This is not necessarily the current version of this TIP.
| TIP: | 283 |
| Title: | Modify Ensemble Command Resolution Behaviour |
| Version: | $Revision: 1.5 $ |
| Authors: |
Miguel Sofer <msofer at users dot sourceforge dot net> Neil Madden <nem at cs dot nott dot ac dot uk> |
| State: | Draft |
| Type: | Project |
| Tcl-Version: | 8.5 |
| Vote: | Pending |
| Created: | Sunday, 01 October 2006 |
This TIP proposes that an ensemble's unknown handler and -map handler resolve the rewritten command in the ensemble's namespace.
Ensembles as proposed in TIP #112 have an unknown handler behaviour that makes it impossible to combine it with the namespace path and namespace unknown features of the ensemble's namespace.
This is because the command returned from the unknown handler is invoked in the ensemble's caller namespace: the only way to ensure that it is called in the ensemble's namespace is by returning a FQ command name. But FQ command names bypass the namespace path and namespace unknown mechanisms. Likewise, the command map specified with the -map option of an ensemble also invokes commands in the caller's namespace rather than the ensemble's namespace.

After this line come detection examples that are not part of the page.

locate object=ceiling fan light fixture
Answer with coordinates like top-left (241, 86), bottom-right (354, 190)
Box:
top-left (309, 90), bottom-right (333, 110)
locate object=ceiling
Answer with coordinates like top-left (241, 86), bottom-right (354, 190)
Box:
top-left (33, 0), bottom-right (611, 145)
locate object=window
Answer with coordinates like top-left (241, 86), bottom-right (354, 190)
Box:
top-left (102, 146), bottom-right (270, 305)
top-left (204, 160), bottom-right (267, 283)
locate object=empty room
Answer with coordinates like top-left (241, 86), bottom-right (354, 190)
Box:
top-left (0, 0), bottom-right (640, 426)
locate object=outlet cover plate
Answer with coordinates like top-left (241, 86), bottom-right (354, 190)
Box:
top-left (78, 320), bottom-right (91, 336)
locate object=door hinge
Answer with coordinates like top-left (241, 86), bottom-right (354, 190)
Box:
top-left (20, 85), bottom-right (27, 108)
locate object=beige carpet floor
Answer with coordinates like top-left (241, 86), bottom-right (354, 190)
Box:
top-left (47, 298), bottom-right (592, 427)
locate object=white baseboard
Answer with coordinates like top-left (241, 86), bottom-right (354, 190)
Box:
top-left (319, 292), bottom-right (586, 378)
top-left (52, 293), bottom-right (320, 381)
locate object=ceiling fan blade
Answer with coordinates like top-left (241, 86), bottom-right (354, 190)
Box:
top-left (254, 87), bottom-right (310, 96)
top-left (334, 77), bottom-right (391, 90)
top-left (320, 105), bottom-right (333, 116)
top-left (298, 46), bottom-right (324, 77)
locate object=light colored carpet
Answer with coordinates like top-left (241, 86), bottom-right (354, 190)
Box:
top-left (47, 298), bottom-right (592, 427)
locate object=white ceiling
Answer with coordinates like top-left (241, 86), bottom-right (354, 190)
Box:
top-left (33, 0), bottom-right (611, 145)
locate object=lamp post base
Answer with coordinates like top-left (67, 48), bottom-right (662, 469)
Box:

This TIP proposes to fix this by changing the man page description of the ensemble unknown handler from:
It is up to the unknown handler to supply all namespace qualifiers if the implementing subcommand is not in the namespace of the caller of the ensemble command.
to:
The implementing subcommand is looked up in the ensemble's namespace using normal command location rules.
The description of the -map option should change from:
When non-empty, this option supplies a dictionary that provides a mapping from subcommand names to a list of prefix words to substitute in place of the ensemble command and subcommand words (in a manner similar to an alias created with interp alias; the words are not reparsed after substitution).
to:
When non-empty, this option supplies a dictionary that provides a mapping from subcommand names to a list of prefix words to substitute in place of the ensemble command and subcommand words (in a manner similar to an alias created with interp alias; the words are not reparsed after substitution). The resulting command is invoked with the original arguments in the namespace of the ensemble.

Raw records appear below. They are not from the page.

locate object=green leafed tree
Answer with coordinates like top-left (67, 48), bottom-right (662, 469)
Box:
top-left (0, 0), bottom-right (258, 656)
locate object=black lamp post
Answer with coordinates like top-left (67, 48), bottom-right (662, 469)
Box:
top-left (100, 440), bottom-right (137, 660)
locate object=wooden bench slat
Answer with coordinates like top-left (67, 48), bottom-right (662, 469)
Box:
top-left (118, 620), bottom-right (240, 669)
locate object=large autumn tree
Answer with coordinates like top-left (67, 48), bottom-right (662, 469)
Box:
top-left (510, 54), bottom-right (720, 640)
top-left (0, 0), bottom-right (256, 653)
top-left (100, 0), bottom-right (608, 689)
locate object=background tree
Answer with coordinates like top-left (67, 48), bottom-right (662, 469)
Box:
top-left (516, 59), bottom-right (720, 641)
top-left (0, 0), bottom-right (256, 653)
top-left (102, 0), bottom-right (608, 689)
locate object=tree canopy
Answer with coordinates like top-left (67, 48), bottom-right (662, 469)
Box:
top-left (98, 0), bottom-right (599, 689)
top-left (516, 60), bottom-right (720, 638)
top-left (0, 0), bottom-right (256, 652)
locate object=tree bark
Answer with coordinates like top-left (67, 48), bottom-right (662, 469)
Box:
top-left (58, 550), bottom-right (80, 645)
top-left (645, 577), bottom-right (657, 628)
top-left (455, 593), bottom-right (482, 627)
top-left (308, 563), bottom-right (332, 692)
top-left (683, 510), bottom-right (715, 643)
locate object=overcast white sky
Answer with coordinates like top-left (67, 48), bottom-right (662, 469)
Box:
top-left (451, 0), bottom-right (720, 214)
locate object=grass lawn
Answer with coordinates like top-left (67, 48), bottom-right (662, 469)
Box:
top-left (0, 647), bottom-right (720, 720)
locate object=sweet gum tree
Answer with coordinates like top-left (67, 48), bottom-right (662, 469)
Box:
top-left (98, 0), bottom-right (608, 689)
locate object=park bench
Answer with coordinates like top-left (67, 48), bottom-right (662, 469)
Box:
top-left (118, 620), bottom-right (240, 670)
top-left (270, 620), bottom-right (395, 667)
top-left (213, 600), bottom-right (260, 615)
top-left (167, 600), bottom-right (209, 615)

All scripts that followed previous best-practice and placed fully qualified command names in the command map or returned them from the unknown handler will be unaffected by this change. Only ensembles whose behaviour was undefined previously will be influenced, and then strictly in a positive direction.
[RFE 1577282] (which depends on [Patch 1577278]) provides an implementation, with tests and docs.
One commenter asked what the difference would be in the following code:
namespace eval ens {
proc foo {} {
puts "Caller namespace is: [uplevel 1 namespace current]"
puts "I am [namespace origin foo]"
puts "I am called as: [lindex [info level 0] 0]"
}
namespace export ens
namespace ensemble create -command ens -map {sub foo}
}
namespace eval caller {
proc foo {} {
puts "Caller namespace is: [uplevel 1 namespace current]"
puts "I am [namespace origin foo]"
puts "I am called as: [lindex [info level 0] 0]"
}
namespace import ::ens::ens
ens sub
}
Today this returns | Caller namespace is: ::caller | I am ::ens::foo | I am called as: ::ens::foo With this TIP, only the last line would be changed to | I am called as: foo
see also [Bug 1436096]
This document has been placed in the public domain.
This is not necessarily the current version of this TIP.